Stewart spent the next several years uncomfortable in his own skin. He didn’t like the way he looked, and he didn’t know how to create an identity outside of who he had been.
He felt isolated and alone.
“I felt like the worst time in my life was when I was most isolated. With some encouragement from others, I sat, I remember, at the front of a 5k race when I was 20 or 21, and I didn’t want anyone to see me because I didn’t like how I looked,” Stewart said. “But I did it. I did the 5k, and I was awful, but I did it, and I think that’s where it starts. ... That made me feel good. It made me feel good because I was with everyone else. I didn’t care what place I came in.”
That 5k changed the way Stewart viewed himself and the way he viewed others. He knew he wanted to help others like him with physical challenges find a way to be active.

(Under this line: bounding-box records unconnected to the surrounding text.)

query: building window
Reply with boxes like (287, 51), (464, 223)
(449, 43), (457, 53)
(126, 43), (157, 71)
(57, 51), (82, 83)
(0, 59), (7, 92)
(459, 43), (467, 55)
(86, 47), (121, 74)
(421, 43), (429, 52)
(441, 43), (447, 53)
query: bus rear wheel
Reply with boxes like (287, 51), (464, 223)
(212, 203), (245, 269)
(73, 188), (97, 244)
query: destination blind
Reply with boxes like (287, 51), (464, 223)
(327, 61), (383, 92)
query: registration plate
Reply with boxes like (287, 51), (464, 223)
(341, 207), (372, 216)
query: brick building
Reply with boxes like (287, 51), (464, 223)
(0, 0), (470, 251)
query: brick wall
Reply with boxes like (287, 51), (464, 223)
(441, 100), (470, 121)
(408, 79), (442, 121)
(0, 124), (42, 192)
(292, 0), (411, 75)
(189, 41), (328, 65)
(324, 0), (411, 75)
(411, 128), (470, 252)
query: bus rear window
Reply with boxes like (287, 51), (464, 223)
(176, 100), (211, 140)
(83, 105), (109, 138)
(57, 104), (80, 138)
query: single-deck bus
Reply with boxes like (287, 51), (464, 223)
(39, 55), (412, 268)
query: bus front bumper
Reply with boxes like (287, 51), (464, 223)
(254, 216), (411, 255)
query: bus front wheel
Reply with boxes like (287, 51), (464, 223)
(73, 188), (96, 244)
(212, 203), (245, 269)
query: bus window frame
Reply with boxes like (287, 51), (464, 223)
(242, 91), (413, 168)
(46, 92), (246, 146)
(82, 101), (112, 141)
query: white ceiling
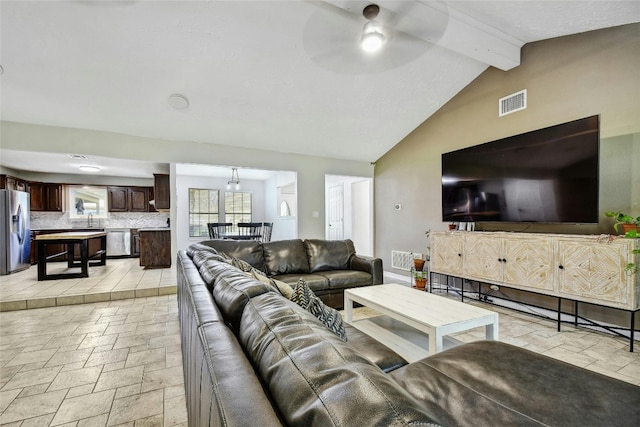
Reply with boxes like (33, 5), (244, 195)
(0, 0), (640, 177)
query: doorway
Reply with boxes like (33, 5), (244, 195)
(325, 175), (373, 256)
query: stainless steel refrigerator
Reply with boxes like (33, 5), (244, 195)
(0, 190), (31, 275)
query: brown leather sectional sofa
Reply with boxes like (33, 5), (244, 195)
(201, 239), (383, 309)
(177, 246), (640, 427)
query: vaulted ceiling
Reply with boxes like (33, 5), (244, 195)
(0, 0), (640, 176)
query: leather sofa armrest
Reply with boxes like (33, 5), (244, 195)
(349, 254), (383, 285)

In the mid-1980s, Stewart became an adaptive ski instructor in Breckenridge, Colo.
It’s there that he met Jim MacLaren, the founder of the Challenged Athletes Foundation.
“I didn’t like people pitying people. I wanted people to encourage people, but don’t feel sorry for them, give them the tools necessary for them to succeed,” Stewart said. “Sometimes that took a lot of money to buy those tools, and I felt like I could be that person to raise the money to create opportunity.”
Since 1994, the Challenged Athletes Foundation has raised more than $80 million to fulfill more than 15,000 funding requests from people with physical challenges in all 50 states and dozens of countries.
Stewart begins the Leadville 100-mile trail run at 3 a.m. Saturday. He’ll run for 30 hours straight with the sole focus of creating opportunities for others like him.
He’ll keep doing it until it’s no longer necessary.
“You always want to be something better than you were. That’s my goal,” Stewart said. “Challenged Athletes Foundation changed the way I think that people with disabilities were seen and perceived and what was possible. All we all want to believe in is that we can do more than we think.”